I have used 3 level deep Android library projects successfully though it is kind of a pain. The primary use-case is when there are a set of resources and classes that you want to share across a few projects. Since I use a version control system, I would rather not use symlinks.
Note that Android Library projects also suffer greatly when dealing with resources. ADT will rebuild R.java once for each library, and each R.java will contain a copy of all resource ids from all libraries. The core problem here is that resources are regenerated for the entire project as a whole, and there is no way to "build a jar" for a dependency as would be expected with normal "libraries". We tried integrating with OpenFeint, and had all kinds of hell dealing with libraries and dependencies. I think we ended up just merging all the OpenFeint source and resource files into our own project and ditching the "Library" project as it was offering little value.
Android Library projects are a clunky way of sharing code between projects and have a number of drawbacks.
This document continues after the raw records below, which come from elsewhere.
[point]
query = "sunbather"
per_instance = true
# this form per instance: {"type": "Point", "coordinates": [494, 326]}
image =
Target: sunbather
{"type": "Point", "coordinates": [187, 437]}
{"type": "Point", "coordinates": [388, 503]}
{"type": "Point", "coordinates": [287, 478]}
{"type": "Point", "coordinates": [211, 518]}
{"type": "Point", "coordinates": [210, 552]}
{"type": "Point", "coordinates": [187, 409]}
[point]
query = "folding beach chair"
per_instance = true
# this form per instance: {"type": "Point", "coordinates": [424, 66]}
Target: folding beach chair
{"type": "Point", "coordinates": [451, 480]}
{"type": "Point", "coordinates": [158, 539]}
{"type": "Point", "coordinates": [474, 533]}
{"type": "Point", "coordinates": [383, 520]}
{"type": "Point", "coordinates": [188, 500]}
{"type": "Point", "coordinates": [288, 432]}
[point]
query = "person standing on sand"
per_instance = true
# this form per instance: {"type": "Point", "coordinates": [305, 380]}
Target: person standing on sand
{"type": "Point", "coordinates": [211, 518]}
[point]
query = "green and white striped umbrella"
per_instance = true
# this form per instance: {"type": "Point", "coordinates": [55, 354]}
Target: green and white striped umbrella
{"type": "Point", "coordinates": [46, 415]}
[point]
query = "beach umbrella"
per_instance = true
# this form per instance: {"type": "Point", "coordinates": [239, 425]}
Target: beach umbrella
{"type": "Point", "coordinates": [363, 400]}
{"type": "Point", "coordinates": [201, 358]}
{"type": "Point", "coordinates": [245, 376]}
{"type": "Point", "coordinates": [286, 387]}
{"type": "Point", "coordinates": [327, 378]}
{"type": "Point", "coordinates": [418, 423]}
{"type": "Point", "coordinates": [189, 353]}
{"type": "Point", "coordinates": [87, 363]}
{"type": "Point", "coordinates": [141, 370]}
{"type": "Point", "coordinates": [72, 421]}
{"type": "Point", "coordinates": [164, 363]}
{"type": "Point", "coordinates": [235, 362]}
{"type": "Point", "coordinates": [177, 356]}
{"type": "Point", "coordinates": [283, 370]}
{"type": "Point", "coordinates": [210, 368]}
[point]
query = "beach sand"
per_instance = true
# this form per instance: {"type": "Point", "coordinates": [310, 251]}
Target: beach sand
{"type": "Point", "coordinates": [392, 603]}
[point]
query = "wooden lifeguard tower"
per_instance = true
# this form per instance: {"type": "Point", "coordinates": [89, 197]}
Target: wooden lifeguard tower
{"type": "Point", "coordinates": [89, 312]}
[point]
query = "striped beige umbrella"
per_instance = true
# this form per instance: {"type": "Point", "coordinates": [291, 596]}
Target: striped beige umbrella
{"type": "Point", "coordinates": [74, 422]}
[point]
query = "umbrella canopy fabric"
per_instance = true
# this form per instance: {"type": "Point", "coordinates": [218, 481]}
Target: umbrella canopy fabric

I've found that everything accomplished with a Library project can also be accomplished with symlinks (symlink source into two projects). I've yet to find a usecase where an Android Library project offered something that wasn't easy to replicate with other, less fragile means.
If I want to distribute a closed paid app, there are differences in decompilation if
a) I compile the code of the library directly with a copy-paste of the src classes in my project
b) I simply add the .jar of the library to my build path
c) I create an android library project and add it to my main project
I have heard that the only advantage of a) is that obfuscators like proguard can obfuscate the whole library code while in b) this is not possible since the classes are yet compiled.... Is this info correct?
and in c) ? is the same case of a) or there is any difference in code security?
The options all produce the same results. ProGuard reads the compiled code from the application project, from any library jars, and from any library projects, and treats it all the same.